Этому большому сражению, о котором воевода Мичич донес лаконически гордой телеграммой: «На Сербской земле не осталось ни одного австрийского солдата, кроме пленных», не было присвоено никакого названия. Одни называли его сражением при реке Колубара, другие – сражением при Вальево. Но это, быть может, самый удивительный подвиг во всей Мировой войне.
По правую руку от полковника сидел поп в длинной черной одежде. Он не был таким жирным и хитрым, как обычно греческие попы, но все-таки был здоров и румян, шумно хохотал и пил вино вместе с офицерами.
– Мы все заодно, не так ли? – сказал он по-французски и обернулся к полковнику, который утвердительно кивнул. – Я три года сражаюсь в армии – не как священник, а как простой солдат. Мы, сербы, сперва мужчины, а потом уж священники. – Он засмеялся. – Вы слышали рассказ о том, как сербский епископ Дучич срезал лондонского епископа? Нет? Прекрасно. Они обедали вместе в Лондоне. «Вы довольны своим народом, – спросил лондонский епископ, – я слышал, сербы очень набожны». – «Да, – отвечал Дучич, – но в Сербии мы не ждем многого от бога. Мы просили его в течение пяти столетий освободить нас от турок, а в конце концов взялись за ружья и сделали это сами!»
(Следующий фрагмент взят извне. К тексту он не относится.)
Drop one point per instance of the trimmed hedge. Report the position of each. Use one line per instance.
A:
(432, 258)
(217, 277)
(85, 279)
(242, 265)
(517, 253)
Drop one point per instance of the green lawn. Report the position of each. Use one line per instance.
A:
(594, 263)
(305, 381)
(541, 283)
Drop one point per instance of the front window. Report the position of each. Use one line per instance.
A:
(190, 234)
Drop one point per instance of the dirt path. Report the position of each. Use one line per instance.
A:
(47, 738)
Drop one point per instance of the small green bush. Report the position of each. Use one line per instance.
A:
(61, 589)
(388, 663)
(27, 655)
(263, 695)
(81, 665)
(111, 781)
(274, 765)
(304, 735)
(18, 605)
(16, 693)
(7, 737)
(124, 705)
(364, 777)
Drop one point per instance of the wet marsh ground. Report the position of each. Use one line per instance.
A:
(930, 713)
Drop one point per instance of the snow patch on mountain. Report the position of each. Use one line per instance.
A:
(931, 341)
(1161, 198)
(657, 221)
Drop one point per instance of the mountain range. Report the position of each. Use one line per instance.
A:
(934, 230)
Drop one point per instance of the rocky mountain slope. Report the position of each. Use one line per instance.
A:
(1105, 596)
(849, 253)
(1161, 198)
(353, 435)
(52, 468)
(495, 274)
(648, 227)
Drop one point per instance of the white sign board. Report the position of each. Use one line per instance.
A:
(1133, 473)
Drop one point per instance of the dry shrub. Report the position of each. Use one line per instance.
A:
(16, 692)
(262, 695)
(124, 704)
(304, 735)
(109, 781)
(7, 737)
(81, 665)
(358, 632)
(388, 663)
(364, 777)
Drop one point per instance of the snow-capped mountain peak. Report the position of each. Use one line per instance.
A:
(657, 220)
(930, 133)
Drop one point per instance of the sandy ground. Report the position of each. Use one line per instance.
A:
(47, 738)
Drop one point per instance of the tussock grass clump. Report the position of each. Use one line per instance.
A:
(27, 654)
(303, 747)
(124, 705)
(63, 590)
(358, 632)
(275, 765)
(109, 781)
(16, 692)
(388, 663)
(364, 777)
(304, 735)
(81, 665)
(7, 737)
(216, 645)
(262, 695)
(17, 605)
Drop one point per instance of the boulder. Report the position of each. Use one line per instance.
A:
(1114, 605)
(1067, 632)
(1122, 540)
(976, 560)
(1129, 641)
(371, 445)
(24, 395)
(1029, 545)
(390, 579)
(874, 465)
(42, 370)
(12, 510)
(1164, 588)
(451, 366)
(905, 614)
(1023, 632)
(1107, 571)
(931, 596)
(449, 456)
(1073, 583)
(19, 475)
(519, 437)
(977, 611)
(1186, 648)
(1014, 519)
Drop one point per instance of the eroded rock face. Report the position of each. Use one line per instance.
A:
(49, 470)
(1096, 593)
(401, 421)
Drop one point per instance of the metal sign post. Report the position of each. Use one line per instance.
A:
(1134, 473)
В полночь мы выехали с поездом на Белград, отстоявший меньше чем в ста километрах, но утром были еще далеко от города. Мы медленно ползли вперед, часами ждали на запасных путях, пропуская поезда, идущие на север, нагруженные солдатами и продовольствием, и пустые поезда на юг – мы находились теперь в пределах фронта Дунайской армии и главной военной артерии, обслуживающей пятьдесят тысяч человек. Местность состояла из высоких покатых холмов, то тут, то там высилась величавая гора с развалинами какого-нибудь замка, сохранившегося со времен турок. Земля кругом не обработана. На склонах холмов виднелись вырытые землянки и лачуги из глины и соломы, где ютились оборванные солдаты; окопы тянулись по грязным лугам, изрезывая изрытую боями землю, а в местах, где сражения были особенно ожесточенными, неровные обломки больших дубов торчали без веток и листьев, наголо обчищенные градом снарядов и ружейных пуль.
Вокзал в Белграде был разрушен бомбардировкой: австрийские пушки разбили все ближайшие станции, так что мы были принуждены сойти с поезда в Раковице, за шесть миль до города, и ехать дальше на лошадях. Дорога шла по прекрасной плодородной доли не с белыми виллами и фермами в густых цветущих каштанах. Ближе к городу мы въехали на тенистую дорогу огромного парка, где летом фешенебельная публика Белграда показывала свои щегольские экипажи и новые туалеты. Теперь дороги заросли травой, лужайки стояли заброшенные и пыльные. Снарядом пробило летний павильон. Под большими деревьями, до углам лепного фонтана, расположился кавалерийский пикет; была уничтожена теннисная площадка, чтобы дать место двум французским орудиям; французские моряки лежали на траве и весело посматривали на нас.